Breen has refused to comply with police requests made formally to her 11 days ago to hand over the information, insisting she has to protect her sources.

Outside court she condemned the decision not to disclose the police case.

“I think it is quite disgraceful that we are never perhaps during this case getting to hear the police evidence that has brought us to court,” she said.

Breen was flanked by supporters and representatives from the National Union of Journalists, which is backing her stance.

NUJ Irish secretary Séamus Dooley said: “A journalist who hands over confidential material is compromised and is immediately put at risk. Suzanne Breen has no option but to refuse to hand over material.

“It is bad enough that a journalist should be faced with the prospect of going to jail in order to protect confidential sources of information but to face such a threat based on evidence given in private is an affront to the principles of natural justice.

“The right to protect sources is vital to journalists.
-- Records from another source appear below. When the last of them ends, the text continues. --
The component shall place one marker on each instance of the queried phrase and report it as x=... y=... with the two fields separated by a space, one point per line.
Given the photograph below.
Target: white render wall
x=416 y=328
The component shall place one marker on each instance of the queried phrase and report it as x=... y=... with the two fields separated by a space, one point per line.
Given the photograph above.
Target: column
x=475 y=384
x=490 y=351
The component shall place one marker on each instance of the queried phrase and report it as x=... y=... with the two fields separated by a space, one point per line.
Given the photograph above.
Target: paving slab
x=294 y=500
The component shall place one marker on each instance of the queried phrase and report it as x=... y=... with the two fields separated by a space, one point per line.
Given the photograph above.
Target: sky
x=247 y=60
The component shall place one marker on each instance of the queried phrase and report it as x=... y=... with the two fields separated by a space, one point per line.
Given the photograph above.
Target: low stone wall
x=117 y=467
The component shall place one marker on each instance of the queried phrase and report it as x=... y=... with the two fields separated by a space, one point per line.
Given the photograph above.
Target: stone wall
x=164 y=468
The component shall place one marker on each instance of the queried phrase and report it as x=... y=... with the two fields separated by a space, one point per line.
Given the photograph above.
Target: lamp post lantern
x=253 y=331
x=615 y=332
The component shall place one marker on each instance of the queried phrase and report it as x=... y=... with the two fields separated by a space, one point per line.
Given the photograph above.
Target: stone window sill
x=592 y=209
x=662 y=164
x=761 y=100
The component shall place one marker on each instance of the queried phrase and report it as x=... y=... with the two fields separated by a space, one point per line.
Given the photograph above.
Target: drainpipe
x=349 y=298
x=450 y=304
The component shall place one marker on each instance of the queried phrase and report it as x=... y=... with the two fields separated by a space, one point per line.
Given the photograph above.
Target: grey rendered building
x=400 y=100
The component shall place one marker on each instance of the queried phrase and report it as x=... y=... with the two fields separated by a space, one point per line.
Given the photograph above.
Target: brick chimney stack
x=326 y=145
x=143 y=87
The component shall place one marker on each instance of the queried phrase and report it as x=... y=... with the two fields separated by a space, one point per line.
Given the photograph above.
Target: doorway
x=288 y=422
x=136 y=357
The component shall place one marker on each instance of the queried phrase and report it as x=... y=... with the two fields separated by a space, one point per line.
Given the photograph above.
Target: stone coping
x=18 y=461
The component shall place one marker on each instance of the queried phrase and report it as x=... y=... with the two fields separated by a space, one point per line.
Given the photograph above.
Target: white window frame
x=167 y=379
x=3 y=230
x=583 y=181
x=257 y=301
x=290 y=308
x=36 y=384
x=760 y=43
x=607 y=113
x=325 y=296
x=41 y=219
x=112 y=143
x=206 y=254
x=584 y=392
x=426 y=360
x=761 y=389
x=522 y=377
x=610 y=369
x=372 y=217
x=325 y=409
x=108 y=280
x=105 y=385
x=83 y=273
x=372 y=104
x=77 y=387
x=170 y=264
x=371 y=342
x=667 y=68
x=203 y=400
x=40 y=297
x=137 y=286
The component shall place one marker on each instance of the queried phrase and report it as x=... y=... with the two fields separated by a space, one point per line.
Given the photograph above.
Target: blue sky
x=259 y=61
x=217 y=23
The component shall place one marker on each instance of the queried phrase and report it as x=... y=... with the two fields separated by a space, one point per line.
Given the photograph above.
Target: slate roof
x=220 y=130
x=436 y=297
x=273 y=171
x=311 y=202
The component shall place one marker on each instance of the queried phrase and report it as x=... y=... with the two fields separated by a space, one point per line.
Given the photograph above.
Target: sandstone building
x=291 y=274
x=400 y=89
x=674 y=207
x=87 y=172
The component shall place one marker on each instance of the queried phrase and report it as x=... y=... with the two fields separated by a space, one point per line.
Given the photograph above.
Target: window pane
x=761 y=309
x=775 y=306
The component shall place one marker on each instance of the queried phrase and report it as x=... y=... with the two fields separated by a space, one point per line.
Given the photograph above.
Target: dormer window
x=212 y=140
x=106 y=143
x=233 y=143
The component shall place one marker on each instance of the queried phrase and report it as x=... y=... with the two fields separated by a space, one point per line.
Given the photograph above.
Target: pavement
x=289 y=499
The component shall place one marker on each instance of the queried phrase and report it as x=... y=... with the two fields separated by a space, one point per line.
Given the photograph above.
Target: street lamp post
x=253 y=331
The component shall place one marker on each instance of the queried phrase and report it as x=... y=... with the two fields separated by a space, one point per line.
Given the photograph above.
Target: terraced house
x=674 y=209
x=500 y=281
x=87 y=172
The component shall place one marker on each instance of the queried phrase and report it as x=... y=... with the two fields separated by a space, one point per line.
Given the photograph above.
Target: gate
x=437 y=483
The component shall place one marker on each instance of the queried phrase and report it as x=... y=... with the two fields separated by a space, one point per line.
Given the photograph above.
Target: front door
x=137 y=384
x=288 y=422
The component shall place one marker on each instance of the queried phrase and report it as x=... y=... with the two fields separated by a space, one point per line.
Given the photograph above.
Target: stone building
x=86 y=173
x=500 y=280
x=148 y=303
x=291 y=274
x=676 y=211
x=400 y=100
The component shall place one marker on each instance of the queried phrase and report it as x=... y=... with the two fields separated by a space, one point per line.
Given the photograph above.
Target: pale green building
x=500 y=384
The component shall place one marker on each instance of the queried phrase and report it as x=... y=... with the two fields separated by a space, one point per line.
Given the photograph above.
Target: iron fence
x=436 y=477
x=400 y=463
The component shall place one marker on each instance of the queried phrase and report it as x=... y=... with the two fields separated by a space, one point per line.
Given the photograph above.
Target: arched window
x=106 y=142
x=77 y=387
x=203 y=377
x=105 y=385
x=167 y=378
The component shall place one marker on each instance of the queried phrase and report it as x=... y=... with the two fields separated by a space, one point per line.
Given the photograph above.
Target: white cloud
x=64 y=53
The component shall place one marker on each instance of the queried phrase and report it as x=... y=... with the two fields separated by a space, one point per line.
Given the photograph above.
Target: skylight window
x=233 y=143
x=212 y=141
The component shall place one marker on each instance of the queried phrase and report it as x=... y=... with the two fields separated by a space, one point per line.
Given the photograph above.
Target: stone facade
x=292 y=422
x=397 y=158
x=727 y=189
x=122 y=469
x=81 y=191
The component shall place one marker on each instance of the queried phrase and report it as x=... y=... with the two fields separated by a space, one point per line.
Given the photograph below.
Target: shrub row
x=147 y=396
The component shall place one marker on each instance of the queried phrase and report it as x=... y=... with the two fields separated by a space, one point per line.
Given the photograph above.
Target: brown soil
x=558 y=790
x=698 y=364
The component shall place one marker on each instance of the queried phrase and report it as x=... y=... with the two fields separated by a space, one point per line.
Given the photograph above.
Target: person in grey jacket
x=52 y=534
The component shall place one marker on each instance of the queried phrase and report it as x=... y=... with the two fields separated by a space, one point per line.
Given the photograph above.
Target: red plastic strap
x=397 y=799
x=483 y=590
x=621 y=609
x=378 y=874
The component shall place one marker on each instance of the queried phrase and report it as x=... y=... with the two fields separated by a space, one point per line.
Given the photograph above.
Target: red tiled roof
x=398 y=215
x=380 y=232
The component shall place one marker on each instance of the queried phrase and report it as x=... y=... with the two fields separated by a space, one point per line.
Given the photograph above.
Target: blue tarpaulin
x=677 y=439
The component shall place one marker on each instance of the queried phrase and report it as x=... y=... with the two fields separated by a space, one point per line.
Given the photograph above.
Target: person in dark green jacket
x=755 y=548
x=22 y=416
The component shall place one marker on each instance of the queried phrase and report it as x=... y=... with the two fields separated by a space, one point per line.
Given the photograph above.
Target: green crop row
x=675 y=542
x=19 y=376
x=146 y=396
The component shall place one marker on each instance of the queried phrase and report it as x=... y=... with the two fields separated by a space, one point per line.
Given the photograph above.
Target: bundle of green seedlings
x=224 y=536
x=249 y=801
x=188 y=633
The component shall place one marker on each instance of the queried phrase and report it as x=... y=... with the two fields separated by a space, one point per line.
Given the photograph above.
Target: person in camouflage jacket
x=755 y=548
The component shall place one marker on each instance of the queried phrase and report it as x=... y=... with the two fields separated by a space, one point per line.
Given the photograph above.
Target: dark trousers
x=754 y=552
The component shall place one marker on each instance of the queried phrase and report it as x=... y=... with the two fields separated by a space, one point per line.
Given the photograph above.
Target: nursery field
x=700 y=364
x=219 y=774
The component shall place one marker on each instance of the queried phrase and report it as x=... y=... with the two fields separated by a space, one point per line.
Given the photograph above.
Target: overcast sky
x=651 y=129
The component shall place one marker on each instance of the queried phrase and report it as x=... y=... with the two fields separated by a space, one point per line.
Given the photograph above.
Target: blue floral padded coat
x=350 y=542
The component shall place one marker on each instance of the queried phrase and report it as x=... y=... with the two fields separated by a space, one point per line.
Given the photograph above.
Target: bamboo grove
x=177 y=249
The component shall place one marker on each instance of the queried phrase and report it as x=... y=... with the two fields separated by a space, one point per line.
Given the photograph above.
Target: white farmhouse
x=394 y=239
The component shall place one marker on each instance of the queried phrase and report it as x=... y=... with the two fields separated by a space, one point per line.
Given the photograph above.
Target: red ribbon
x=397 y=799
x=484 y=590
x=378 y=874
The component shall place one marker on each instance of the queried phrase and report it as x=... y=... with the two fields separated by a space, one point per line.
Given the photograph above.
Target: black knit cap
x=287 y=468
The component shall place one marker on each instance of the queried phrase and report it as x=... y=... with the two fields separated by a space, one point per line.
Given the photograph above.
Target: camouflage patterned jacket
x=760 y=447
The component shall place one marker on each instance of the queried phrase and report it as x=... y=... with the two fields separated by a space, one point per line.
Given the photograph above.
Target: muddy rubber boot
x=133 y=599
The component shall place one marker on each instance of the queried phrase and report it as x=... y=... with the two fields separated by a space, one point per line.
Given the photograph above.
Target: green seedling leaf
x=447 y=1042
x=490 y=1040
Any legal threat to the protection of sources is a direct threat to whistleblowers and is therefore not in the public interest.”

NUJ deputy general secretary Michelle Stanistreet added: “The NUJ has a long history of standing up for journalists who are being threatened by an arm of the state over protection of their sources.

“We express our total solidarity with Suzanne and urge all members to support the campaign in her defence.”


Breen went on to explain what her defence would be based on.

“Our arguments will be twofold,” she said. “It will be based on the protection of sources, the journalist’s right to confidentiality, it’s part of the NUJ code of conduct.

“And it will also be based on the risk to my life.”

The SDLP said today that it had tabled motions at Westminster, in the Northern Ireland Assembly and in councils across the province in support of Breen.

Party leader and Foyle MP Mark Durkan said the decision of the PSNI to take the journalist to court could put investigative reporting and reporters at risk.

He said: “The SDLP acknowledge the proper role the PSNI must play in the investigation of crime.

“However we are extremely concerned at the decision of the PSNI to seek a court order compelling the Sunday Tribune’s northern editor, Suzanne Breen, to disclose information gathered in her reporting of dissident republican terrorist activities.

“We believe this order would put both investigative reporting and reporters at risk.”

Furthermore, he said, it could deter people with information about wrongdoing from coming forward to journalists.

“The SDLP reiterates our call for anyone with information relating to the murders of Sapper Patrick Azimkar, Sapper

Mark Quinsy and Constable Stephen Carroll (in Craigavon two days later) to provide it to the PSNI,” added Durkan.

The police declined to comment on Breen’s claims.”

There are ongoing legal proceedings and it would be inappropriate for us to comment at this time,” said a PSNI spokeswoman.